Second, to say China will either succeed or fail is a platitude, but either event will create dramatic consequences. I believe China's reforms will succeed and the Chinese, in my experience, are careful analysts of international affairs. It is inconceivable to me that a growth of Chinese strength will not be translated into a growth of Chinese influence.
The Soviet Union is at a minimum creating an auxiliary center of its priorities in Asia. At the same time India is becoming the predominant military country in its region and has shown no hesitation to use its power to achieve its national interests. I think India's long-range interest in the Indian Ocean is very similar to the U.S. interest. That is to say they will not want the Soviet Union--or any other major power--to dominate the Indian Ocean, and they will not want a great power to be dominating the Persian Gulf.
I expect Indian influence to radiate in the Indian Ocean and down to Singapore, and Southeast Asia will become sort of a four-power contest among China, India, the Soviet Union and Japan.
Now what will be the U.S. role in all of this? I think the United States will be needed in that area as a balancer of the equilibrium, at a minimum, and I suppose the more important question is can we do it? Do we know how to do it?
Balance-of-power is a dirty word in America, and we have always prided ourselves on conducting international affairs on a more elevated plane.
The Nixon-Kissinger approach to foreign policy wound up getting attacked by both liberals and conservatives because it was too power-oriented for liberals and too relativistic for conservatives. We believed in balance-of-power but we were hostile to crusades. Eventually limitation of resources will oblige America to come to that as a nation. Peace requires hegemony or balance of power.
I think we have to fill the gap in the Pacific. The German philosopher (Immanuel) Kant wrote an essay, "Perpetual Peace," in which he said world peace will eventually come about either through the moral and intellectual insight of statesmen or through a series of catastrophes of such magnitude that leaves no choice.

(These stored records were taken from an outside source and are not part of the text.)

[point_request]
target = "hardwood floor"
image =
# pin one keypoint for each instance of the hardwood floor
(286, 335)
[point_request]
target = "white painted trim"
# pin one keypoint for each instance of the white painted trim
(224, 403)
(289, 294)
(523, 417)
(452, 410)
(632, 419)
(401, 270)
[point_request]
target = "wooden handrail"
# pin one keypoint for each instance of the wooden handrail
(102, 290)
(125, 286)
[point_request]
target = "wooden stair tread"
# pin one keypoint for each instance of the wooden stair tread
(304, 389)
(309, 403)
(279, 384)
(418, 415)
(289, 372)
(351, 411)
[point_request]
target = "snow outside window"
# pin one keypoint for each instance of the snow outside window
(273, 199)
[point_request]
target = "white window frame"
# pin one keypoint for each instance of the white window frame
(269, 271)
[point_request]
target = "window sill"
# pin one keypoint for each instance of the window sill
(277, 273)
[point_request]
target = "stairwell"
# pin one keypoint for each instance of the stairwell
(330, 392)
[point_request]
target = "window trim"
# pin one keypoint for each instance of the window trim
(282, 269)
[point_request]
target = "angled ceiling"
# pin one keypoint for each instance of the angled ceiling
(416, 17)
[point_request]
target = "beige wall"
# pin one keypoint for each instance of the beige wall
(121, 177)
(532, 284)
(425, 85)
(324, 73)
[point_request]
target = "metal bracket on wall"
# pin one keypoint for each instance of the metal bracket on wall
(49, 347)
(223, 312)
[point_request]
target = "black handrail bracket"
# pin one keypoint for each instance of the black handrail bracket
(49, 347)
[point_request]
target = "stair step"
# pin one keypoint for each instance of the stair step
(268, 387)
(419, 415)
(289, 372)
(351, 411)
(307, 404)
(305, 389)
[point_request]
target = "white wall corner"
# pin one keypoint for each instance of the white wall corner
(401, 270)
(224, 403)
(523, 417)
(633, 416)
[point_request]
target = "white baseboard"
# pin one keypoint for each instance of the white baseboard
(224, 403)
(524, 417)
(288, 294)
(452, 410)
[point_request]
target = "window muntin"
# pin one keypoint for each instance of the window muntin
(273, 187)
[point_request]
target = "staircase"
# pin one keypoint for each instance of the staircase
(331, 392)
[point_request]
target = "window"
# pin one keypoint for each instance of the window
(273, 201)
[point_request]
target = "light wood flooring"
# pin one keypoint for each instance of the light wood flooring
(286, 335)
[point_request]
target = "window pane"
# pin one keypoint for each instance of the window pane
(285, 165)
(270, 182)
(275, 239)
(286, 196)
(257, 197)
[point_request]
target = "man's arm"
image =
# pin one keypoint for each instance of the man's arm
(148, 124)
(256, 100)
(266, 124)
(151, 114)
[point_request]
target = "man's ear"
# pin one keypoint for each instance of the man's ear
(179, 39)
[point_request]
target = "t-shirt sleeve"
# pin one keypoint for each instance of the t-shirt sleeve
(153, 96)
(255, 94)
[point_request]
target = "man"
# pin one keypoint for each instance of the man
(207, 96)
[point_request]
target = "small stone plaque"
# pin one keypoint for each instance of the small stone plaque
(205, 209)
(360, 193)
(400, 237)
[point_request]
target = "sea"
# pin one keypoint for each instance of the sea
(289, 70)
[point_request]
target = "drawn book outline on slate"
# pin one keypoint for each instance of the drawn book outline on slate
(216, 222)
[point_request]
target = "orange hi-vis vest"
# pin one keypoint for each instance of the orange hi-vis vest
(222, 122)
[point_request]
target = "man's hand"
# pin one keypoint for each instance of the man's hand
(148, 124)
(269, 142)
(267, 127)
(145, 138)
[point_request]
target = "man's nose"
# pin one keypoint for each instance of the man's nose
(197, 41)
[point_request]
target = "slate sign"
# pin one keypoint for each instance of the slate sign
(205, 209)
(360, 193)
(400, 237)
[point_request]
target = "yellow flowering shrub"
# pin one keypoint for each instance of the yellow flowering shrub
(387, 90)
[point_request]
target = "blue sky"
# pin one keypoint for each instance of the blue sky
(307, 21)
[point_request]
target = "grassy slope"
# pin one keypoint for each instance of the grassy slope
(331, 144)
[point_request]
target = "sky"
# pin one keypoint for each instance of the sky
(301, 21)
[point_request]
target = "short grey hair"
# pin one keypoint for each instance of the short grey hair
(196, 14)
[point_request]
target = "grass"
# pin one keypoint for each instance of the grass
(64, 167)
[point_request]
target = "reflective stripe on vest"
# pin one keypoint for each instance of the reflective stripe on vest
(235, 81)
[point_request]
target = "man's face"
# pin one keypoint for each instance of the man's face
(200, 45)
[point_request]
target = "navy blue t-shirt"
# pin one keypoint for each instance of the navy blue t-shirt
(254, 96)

I think the next President will have a terrible time. Both in the foreign and domestic fields. He will find more and more opposition in Latin America based on the debt problem; he will face more counterweights to American power in Asia; he will face a Europe that no longer unquestioningly accepts American leadership, and he will find that we don't have the resources to overwhelm all the big problems as we used to. Right now we are at the end of an Administration with difficult choices. We face the dilemma that we either raise interest rates or resort to inflation. If we raise interest rates we will have a recession. If we don't raise interest rates we will have inflation. All that will be a very painful process at home.
Then, overseas, if you look at the Asian countries, they really conduct foreign policy the way the Europeans did in the 17th and 18th Centuries. The idea that you should not translate power into influence is foreign to them, and the moralistic concerns of the West are to many of them an opportunity rather than a guide to action.
I don't say this critically because in the sweep of human history, this is the way foreign policy has been conducted 95% of the time. So some of the Western approaches of the 20th Century are the exception.
I think the Soviets will be increasingly important players in the Pacific. The skill of their policy is that to the degree that they can neutralize nuclear weapons with arms-control negotiations, and to the degree that nuclear weapons neutralize themselves anyway, Soviet ability to project conventional power becomes more relevant.
Q: And this will bring them into conflict with Japan?
A: With Japan, with China. It will be interesting to see the lineup, who will align with whom. I think the Chinese are too smart and thoughtful to join the Soviet Union in an effort that would neutralize us. Because then they would be left alone in Eurasia with the Soviet Union, and I think they have an interest to keep the United States in.